Note that arguments in `[brackets]` are optional. This produces textual output which indicates the calculated attack and BTR ARAs as per Section III.A of the paper. The resulting ARAs for all prebuilt networks are demonstrated in the table above. Calculating both ARAs as in the original paper (default settings) takes around 30 minutes per network, depending on GPU.

### Explain

To generate explanations on the first 10 CIFAR-10 testing examples with a trained network, use the `explain` command. For example, to use a pre-built network with both adversarial training and the robustness additions from the paper:

```bash
$ python main.py explain prebuilt/resnet44-all.pt [--eps 0.1]
```

This will create images in the `output/` folder, designed to be viewed in alphabetical order. For example, `output/0-cat` will contain `_input.png`, the unmodified input image; `_real_was_xxx.png`, an explanation using `g_{explain+}` from the paper on the real class (cat); `_second_dog_was_xxx.png`, an explanation using `g_{explain+}` on the most confident class that was not the correct class; and `0_airplane_was_xxx.png`, `1_automobile_was_xxx.png`, `2_bird_was_xxx.png`, ..., `9_truck_was_xxx.png`, an explanation targeted at each class of CIFAR-10 as indicated in the filename. In all cases, the `_xxx` preceding the `.png` extension indicates the post-softmax confidence of that class on the original image. The images look like this:

| | | | | | | | | | |
| --- | --- | --- | --- | --- | --- | --- | --- | --- | --- |
| \_input |![Input image](https://github.com/wwoods/adversarial-explanations-cifar/raw/master/example_output/_input.png) | \_real |![Real target](https://github.com/wwoods/adversarial-explanations-cifar/raw/master/example_output/_real.png) | \_second |![Second target](https://github.com/wwoods/adversarial-explanations-cifar/raw/master/example_output/_second.png) | | |
| 0\_airplane |![Airplane](https://github.com/wwoods/adversarial-explanations-cifar/raw/master/example_output/0_airplane.png) | 1\_automobile |![Automobile](https://github.com/wwoods/adversarial-explanations-cifar/raw/master/example_output/1_automobile.png) | 2\_bird |![Bird](https://github.com/wwoods/adversarial-explanations-cifar/raw/master/example_output/2_bird.png) | 3\_cat |![Cat](https://github.com/wwoods/adversarial-explanations-cifar/raw/master/example_output/3_cat.png) | 4\_deer |![Deer](https://github.com/wwoods/adversarial-explanations-cifar/raw/master/example_output/4_deer.png) |
| 5\_dog |![Dog](https://github.com/wwoods/adversarial-explanations-cifar/raw/master/example_output/5_dog.png) | 6\_frog |![Frog](https://github.com/wwoods/adversarial-explanations-cifar/raw/master/example_output/6_frog.png) | 7\_horse |![Horse](https://github.com/wwoods/adversarial-explanations-cifar/raw/master/example_output/7_horse.png) | 8\_ship |![Ship](https://github.com/wwoods/adversarial-explanations-cifar/raw/master/example_output/8_ship.png) | 9\_truck |![Truck](https://github.com/wwoods/adversarial-explanations-cifar/raw/master/example_output/9_truck.png) |

Note that arguments in `[brackets]` are optional. `--eps X` specifies that the adversarial explanations should be built with `rho=X`. The process could be further optimized, but presently takes a minute or two.

### Train

To train a new network:

```bash
$ python main.py train path/to/model.pt [--adversarial-training] [--robust-additions] [--l2-min]
```

See `python main.py train --help` for additional information on these options.

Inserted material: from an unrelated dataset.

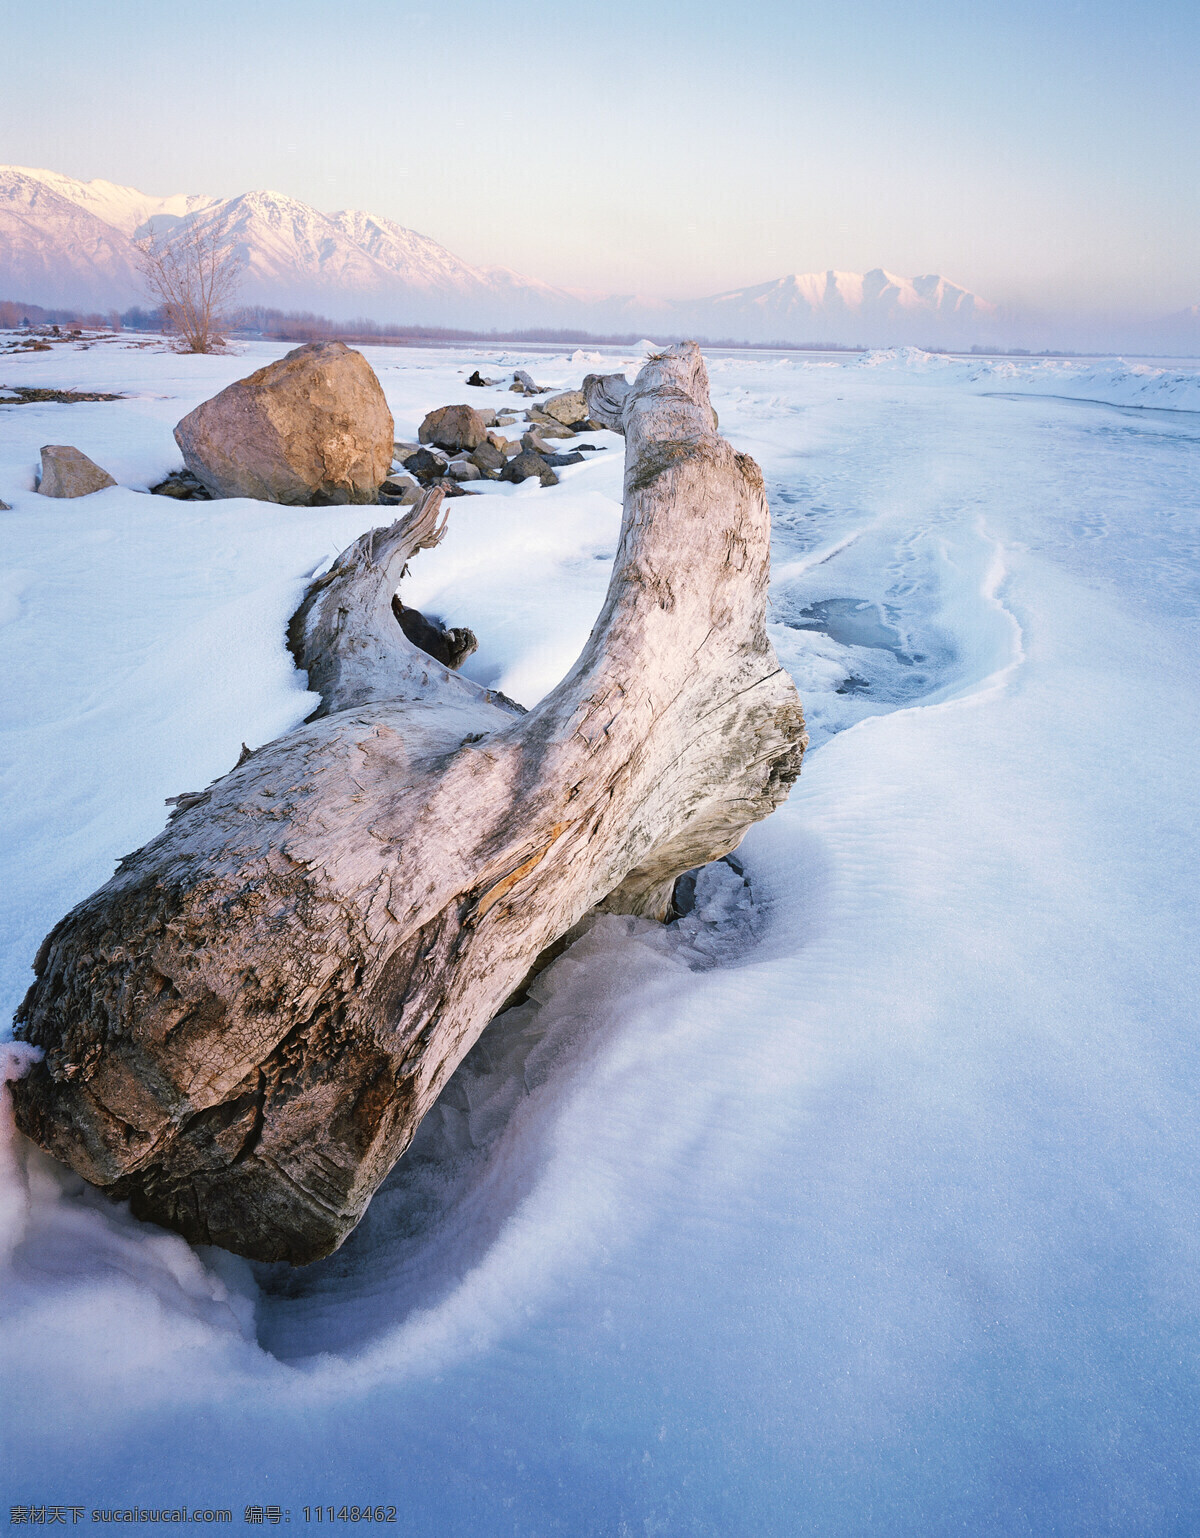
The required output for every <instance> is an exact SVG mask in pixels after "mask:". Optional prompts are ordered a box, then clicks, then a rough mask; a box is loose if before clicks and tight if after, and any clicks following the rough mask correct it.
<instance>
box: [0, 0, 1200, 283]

Training time varies greatly based on available GPU(s). With both adversarial training and the robustness additions from the paper, training can take up to several days on a single computer. Turning off either adversarial training or robustness additions would lead to a significant speedup.

At the top of the `main.py` file are many `CAPITAL_CASE` variables which may be modified to affect the training process. Their definitions match those in the paper.